We started with short-form content in 2019 on Snap, followed by TikTok and YouTube Shorts.
Short-form is going through an exciting and experimental phase. Some things work on one platform and not another – it’s impossible to predict what will go viral. But we’re reaching new audiences through the format, not necessarily the channel, which is interesting.
How do you think about short-form metrics? The view totals are so high – Gangnam Style-level numbers – but does that translate to monetization?
It’s very different. It reminds me of the debate a few years ago when Facebook started pushing three-second views and people were comparing it to YouTube.
But on a platform like Facebook there can be different metrics because people stumble upon videos in their feed and that can happen multiple times, whereas on YouTube you have to look for and click on specific videos. Although now we have Shorts, where it’s a feed and you might only watch a couple of seconds.
Do you use any internally created metrics?
On all platforms we look at engagement numbers for followers and subscribers. How many of the viewers that we reach actually convert into followers or subscribers who are more likely to watch the next piece of content?
We also look closely at watch time, which is a more universal matric than viewership, to get a sense of how we’re doing overall, not just in a session or one video.
But we also want to understand what [short-form video view totals] actually mean, because it’s not the same as watching a 15-minute video or livestream. We’ve found that once we’re able to build an audience for a short format, we can transfer some of those viewers to longer form. On YouTube, we have a lot of crossovers between audiences who can find us on Shorts and then convert to longform or a livestream.
Are you optimistic about social commerce?
We work with brands in China where commerce is a huge part of creator monetization, but that’s yet to happen anywhere else at scale.

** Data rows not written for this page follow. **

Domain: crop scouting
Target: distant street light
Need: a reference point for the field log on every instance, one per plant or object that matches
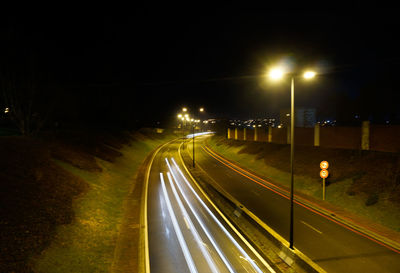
(277, 74)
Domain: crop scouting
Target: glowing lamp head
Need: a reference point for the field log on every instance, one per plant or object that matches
(309, 74)
(275, 73)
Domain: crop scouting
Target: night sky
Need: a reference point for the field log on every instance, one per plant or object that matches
(145, 64)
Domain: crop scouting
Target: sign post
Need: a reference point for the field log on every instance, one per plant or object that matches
(324, 165)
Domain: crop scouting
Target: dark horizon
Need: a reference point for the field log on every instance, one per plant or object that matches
(148, 65)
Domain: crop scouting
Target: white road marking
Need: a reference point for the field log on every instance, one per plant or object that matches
(202, 225)
(310, 226)
(255, 266)
(192, 228)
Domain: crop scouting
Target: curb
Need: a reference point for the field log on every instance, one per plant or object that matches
(288, 255)
(380, 239)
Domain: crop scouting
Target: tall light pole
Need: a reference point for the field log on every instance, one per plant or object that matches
(278, 74)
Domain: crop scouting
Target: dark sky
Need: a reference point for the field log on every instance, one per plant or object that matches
(156, 61)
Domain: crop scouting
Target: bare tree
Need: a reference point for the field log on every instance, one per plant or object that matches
(21, 96)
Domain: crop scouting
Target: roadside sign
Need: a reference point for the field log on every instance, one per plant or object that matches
(324, 173)
(324, 165)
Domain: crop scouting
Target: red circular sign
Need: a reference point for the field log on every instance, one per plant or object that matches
(324, 173)
(324, 165)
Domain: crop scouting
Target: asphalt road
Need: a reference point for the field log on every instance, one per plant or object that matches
(185, 232)
(332, 246)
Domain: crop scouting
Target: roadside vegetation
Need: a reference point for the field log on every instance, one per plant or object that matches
(364, 183)
(62, 197)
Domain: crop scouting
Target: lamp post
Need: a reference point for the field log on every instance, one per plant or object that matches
(278, 74)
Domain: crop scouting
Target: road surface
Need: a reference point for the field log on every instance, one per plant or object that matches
(329, 244)
(186, 233)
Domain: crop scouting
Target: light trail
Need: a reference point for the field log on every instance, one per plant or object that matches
(199, 134)
(193, 228)
(178, 231)
(244, 253)
(202, 225)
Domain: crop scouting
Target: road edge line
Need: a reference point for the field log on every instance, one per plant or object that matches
(380, 239)
(280, 240)
(255, 252)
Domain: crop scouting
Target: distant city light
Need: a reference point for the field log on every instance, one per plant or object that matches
(309, 74)
(275, 73)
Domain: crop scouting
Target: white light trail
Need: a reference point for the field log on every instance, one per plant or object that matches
(193, 228)
(202, 225)
(244, 253)
(199, 134)
(178, 231)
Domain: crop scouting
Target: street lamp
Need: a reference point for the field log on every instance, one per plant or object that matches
(277, 74)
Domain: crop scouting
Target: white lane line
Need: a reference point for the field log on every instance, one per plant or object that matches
(244, 253)
(202, 225)
(186, 222)
(310, 226)
(178, 231)
(192, 228)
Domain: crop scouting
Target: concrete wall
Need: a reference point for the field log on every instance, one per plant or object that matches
(366, 137)
(304, 136)
(340, 137)
(385, 138)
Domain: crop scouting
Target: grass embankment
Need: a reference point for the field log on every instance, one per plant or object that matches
(365, 183)
(62, 198)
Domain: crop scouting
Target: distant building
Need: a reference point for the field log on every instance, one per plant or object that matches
(304, 117)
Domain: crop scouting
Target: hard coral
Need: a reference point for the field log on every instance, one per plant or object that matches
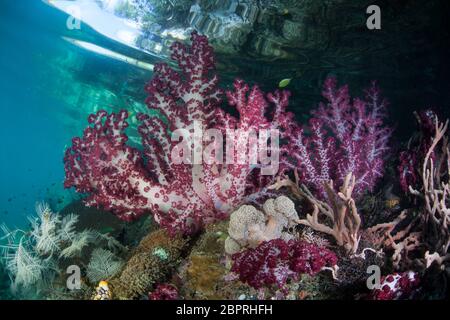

There are brands that focus on gadgets and product reviews that people can buy through an affiliate program, but the platforms are still early in enabling a seamless online shopping experience.
But there are opportunities around livestreaming, Amazon in particular. On Amazon Prime Day, for instance, we found that livestreams were an effective tactic to gain traffic and make sales, and not just on Amazon. We see viewership and conversions go up around the web during those big shopping event moments.
What are the obstacles to social commerce adoption outside of China?
Short-form videos are a great way to highlight a product, but you never know what’s going to go viral.
We had a YouTube Shorts post about making your own soap that got more than 500 million views. I’m sure it generated sales. But we need an easy way for people to purchase a product when something does go viral. Creators will then be able to expand monetization and produce more commerce-related content that helps brands sell.
This interview has been edited and condensed.